Devido a um desentendimento fortuito com o Administrador da Tasca, um Cliente pôs a correr o boato de que a clientela fiel da Tasca Central da Mouraria era formada predominantemente por bêbados e desempregados que bebiam a fiado, não tendo dinheiro nem a mais leve intenção de pagar as contas dos copos consumidos. O rumor começou a crescer, o que levou o Jornal do Socorro a investigar os factos e a divulgar a notícia. O pânico invadido o mercado, toda a gente correu a vender os títulos, e iniciou-se uma cadeia das falências dos vários investidores. E aqui começou o nosso sub-prime. Com o tintol da Mouraria.
(Adapatado, com alguma inovação e valor acrescentado, de um texto que corre em e. mails)

3 comentários:

Tonibler disse...

Para a história conseguir alguma semelhança com algum caso mais mediático, faltava aí a menina Ermelinda, moça solteira de inquestionável virtude que foi dizer a toda a gente que, com 99,9% de certeza, entre bêbados que pagavam e bêbados que não pagavam, aquilo era mais que seguro.

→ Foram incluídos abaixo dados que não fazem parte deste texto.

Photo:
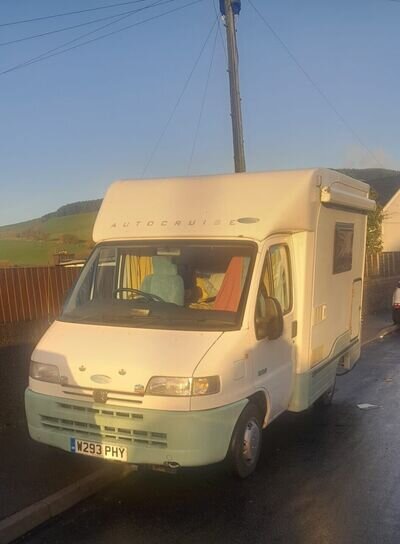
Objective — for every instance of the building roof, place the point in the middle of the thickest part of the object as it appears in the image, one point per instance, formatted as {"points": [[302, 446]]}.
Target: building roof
{"points": [[385, 182]]}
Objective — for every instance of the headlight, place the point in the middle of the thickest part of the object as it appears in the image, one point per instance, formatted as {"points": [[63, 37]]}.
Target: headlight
{"points": [[182, 387], [170, 387], [45, 373], [205, 386]]}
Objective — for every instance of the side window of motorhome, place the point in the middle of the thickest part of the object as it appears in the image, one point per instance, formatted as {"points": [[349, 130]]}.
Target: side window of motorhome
{"points": [[343, 247], [276, 280], [281, 287]]}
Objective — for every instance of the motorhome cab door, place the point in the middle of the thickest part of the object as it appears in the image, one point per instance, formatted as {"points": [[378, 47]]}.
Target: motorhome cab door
{"points": [[273, 359]]}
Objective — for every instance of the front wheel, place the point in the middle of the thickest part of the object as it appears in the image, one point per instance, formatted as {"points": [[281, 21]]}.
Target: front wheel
{"points": [[245, 446]]}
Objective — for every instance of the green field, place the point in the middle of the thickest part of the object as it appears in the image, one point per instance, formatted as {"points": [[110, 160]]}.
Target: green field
{"points": [[18, 245]]}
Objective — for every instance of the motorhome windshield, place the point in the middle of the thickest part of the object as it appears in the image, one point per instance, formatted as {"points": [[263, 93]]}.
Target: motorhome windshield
{"points": [[189, 286]]}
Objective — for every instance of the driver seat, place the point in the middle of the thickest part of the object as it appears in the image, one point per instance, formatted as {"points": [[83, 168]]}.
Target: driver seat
{"points": [[165, 281]]}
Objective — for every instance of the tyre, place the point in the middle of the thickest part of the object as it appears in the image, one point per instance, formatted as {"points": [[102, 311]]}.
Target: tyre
{"points": [[327, 398], [245, 446]]}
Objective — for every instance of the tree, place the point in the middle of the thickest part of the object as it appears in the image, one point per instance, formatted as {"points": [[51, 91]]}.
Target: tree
{"points": [[374, 226]]}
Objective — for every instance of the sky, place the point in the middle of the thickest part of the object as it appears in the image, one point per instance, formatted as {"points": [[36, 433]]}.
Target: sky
{"points": [[321, 89]]}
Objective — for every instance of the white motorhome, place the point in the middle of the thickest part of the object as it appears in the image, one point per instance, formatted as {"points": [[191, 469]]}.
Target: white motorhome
{"points": [[209, 306]]}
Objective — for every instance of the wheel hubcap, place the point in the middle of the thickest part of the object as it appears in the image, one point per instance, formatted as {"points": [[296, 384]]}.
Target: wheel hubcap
{"points": [[251, 441]]}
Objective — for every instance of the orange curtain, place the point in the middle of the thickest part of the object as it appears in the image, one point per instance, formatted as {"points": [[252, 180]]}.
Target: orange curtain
{"points": [[228, 297]]}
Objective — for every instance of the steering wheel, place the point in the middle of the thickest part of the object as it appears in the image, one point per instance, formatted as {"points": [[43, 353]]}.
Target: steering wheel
{"points": [[147, 296]]}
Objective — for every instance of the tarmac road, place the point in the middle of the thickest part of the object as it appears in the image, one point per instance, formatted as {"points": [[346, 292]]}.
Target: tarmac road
{"points": [[330, 477]]}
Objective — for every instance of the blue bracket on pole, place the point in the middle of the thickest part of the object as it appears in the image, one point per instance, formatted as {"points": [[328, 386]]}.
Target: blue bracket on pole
{"points": [[236, 6]]}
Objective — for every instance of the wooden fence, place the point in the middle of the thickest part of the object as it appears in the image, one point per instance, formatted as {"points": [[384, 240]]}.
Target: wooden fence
{"points": [[383, 265], [29, 294]]}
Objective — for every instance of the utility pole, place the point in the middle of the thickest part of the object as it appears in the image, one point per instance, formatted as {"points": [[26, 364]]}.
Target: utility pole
{"points": [[230, 8]]}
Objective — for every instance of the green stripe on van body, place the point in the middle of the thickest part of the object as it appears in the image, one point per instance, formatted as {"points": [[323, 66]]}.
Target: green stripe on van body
{"points": [[151, 436], [310, 385]]}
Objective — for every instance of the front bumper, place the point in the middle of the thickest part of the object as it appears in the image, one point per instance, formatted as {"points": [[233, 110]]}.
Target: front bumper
{"points": [[151, 436]]}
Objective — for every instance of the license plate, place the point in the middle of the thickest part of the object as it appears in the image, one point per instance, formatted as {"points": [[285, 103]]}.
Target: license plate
{"points": [[96, 449]]}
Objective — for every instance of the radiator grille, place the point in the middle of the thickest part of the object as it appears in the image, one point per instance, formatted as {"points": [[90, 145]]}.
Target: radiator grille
{"points": [[119, 431]]}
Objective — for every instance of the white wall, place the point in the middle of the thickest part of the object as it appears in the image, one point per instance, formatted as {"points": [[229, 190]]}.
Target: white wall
{"points": [[391, 224]]}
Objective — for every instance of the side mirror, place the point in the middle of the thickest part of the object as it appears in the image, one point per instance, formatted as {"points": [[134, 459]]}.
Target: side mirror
{"points": [[270, 325]]}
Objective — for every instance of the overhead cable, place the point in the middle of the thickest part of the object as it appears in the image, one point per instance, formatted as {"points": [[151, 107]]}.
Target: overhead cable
{"points": [[180, 97], [67, 13], [316, 86], [63, 49], [71, 27], [203, 102]]}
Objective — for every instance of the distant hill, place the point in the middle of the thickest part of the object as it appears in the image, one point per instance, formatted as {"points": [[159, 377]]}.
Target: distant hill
{"points": [[34, 243], [385, 182], [75, 208]]}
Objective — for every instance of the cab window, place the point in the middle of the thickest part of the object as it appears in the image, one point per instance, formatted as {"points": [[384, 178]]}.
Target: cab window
{"points": [[280, 276]]}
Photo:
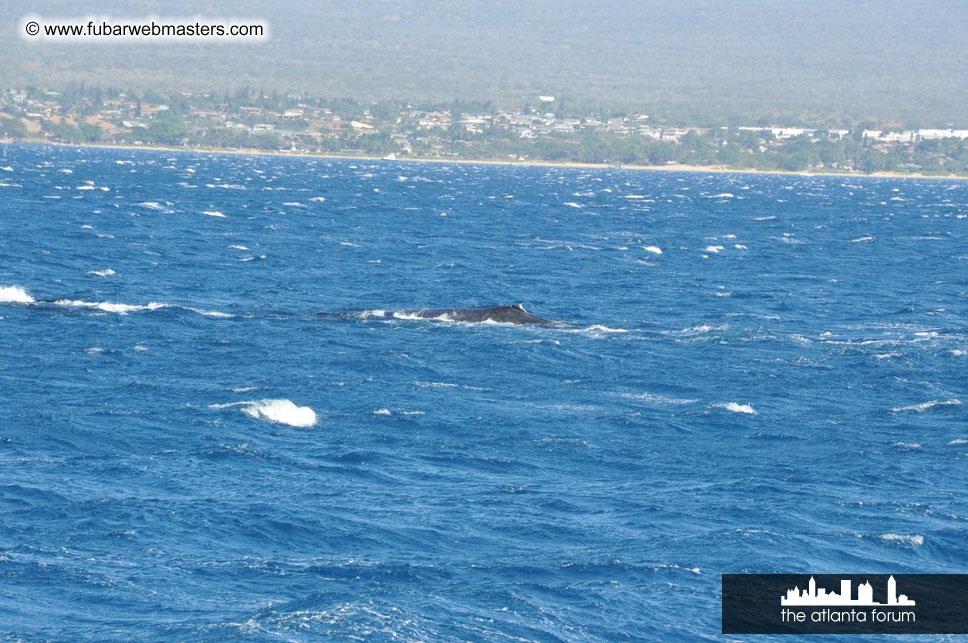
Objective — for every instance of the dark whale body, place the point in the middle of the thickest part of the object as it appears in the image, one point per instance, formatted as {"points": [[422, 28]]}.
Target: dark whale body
{"points": [[501, 314]]}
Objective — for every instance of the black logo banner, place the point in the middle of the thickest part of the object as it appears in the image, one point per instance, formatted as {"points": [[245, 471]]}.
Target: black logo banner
{"points": [[845, 604]]}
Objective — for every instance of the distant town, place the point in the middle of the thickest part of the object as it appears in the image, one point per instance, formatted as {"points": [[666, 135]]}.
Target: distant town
{"points": [[544, 129]]}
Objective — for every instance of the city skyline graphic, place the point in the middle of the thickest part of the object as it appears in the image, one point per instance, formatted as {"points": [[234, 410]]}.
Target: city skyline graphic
{"points": [[812, 595]]}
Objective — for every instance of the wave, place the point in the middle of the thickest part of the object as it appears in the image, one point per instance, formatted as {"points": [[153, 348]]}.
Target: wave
{"points": [[18, 295], [916, 539], [658, 399], [598, 328], [107, 306], [279, 411], [924, 406], [737, 408], [15, 294]]}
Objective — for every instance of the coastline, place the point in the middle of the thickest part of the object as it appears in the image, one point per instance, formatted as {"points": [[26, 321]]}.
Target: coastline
{"points": [[702, 169]]}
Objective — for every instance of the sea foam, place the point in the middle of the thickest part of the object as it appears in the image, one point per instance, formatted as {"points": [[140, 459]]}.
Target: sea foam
{"points": [[15, 294], [280, 411]]}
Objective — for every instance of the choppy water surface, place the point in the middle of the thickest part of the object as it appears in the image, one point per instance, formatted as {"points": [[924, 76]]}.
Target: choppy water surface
{"points": [[756, 373]]}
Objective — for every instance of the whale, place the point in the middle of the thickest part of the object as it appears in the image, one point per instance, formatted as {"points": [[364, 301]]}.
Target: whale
{"points": [[515, 314]]}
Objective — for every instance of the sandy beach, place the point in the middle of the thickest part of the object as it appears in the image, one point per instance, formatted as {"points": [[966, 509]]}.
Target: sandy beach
{"points": [[677, 167]]}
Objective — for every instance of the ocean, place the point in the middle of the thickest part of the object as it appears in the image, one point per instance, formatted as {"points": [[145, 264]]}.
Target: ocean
{"points": [[753, 373]]}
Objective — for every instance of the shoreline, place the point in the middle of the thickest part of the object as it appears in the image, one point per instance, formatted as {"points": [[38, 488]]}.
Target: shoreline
{"points": [[700, 169]]}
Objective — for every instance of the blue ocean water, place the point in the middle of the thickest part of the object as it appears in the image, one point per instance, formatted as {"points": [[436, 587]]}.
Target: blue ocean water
{"points": [[755, 374]]}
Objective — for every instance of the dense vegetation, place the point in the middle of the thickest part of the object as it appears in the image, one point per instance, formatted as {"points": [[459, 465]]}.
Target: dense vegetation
{"points": [[397, 124], [698, 62]]}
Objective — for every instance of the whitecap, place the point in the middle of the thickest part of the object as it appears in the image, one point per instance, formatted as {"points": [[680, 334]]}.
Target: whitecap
{"points": [[916, 539], [15, 294], [208, 313], [737, 408], [598, 328], [109, 307], [924, 406], [658, 399], [279, 411]]}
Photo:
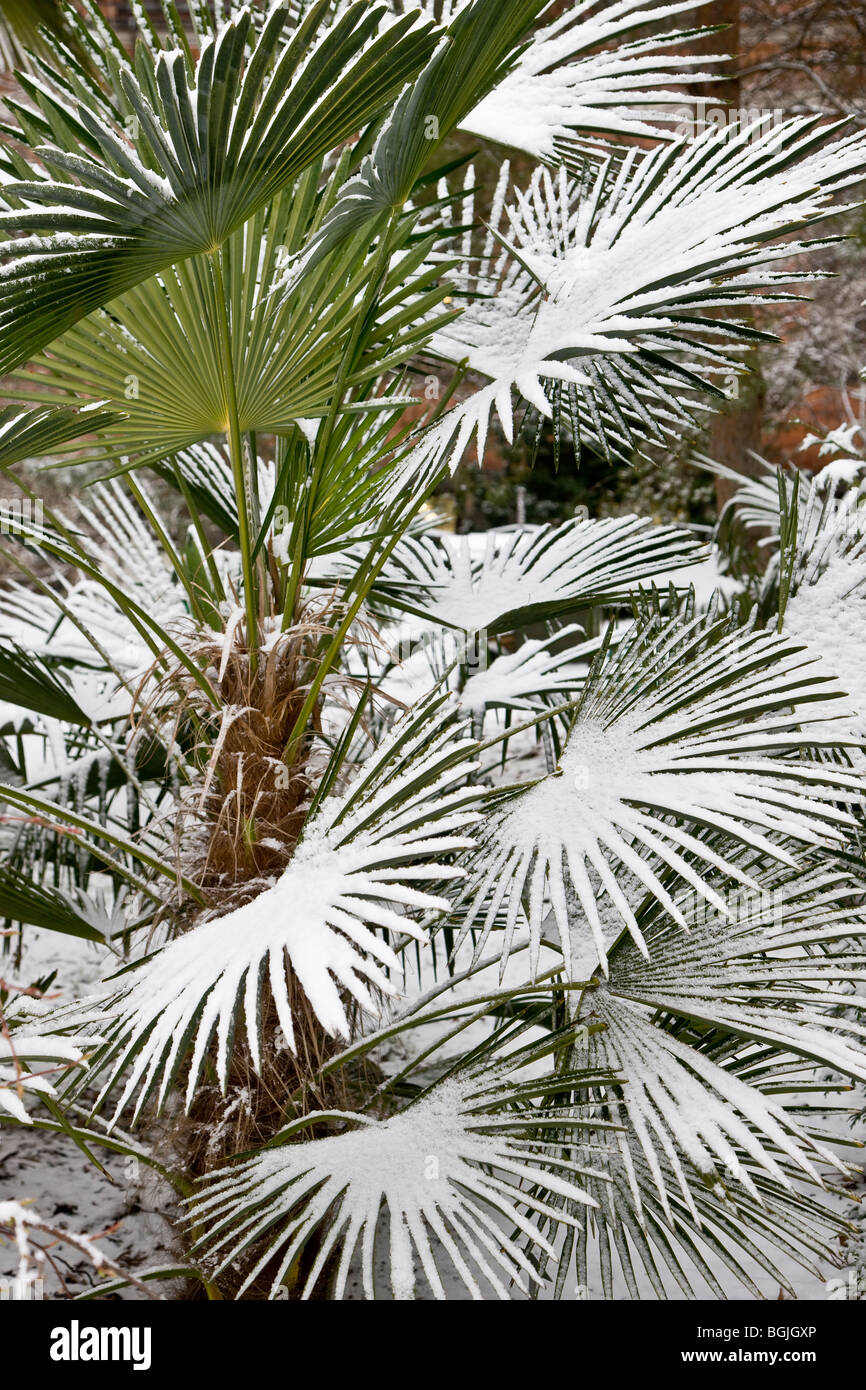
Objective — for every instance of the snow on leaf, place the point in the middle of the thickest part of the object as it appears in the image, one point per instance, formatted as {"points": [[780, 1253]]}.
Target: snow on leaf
{"points": [[598, 295], [323, 926], [519, 680], [530, 573], [25, 1050], [680, 726], [763, 970]]}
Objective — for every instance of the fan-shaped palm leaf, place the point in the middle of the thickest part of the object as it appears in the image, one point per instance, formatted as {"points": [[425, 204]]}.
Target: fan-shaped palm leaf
{"points": [[352, 875], [608, 284], [531, 574], [679, 727], [455, 1171], [207, 154]]}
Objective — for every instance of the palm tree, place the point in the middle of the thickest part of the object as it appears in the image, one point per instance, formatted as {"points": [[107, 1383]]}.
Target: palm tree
{"points": [[371, 993]]}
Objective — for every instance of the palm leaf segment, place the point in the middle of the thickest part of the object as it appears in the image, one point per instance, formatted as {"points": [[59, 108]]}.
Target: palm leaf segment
{"points": [[350, 877], [463, 1173], [531, 574], [680, 726], [818, 576], [585, 72], [209, 152], [683, 1023], [597, 293]]}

E, ainda, que depois desta história toda ainda ninguém se questionou se a rapariga é realmente casta...

a.leitão disse...

Não terá tanta graça como o original mas está bem adaptado e contribui de forma primorosa para explicar as porcarias que nos impingem.

António Fiúza disse...

E como é que tanta gente inteligente, com formação universitária e rendimentos elevados também acredita nessas moças?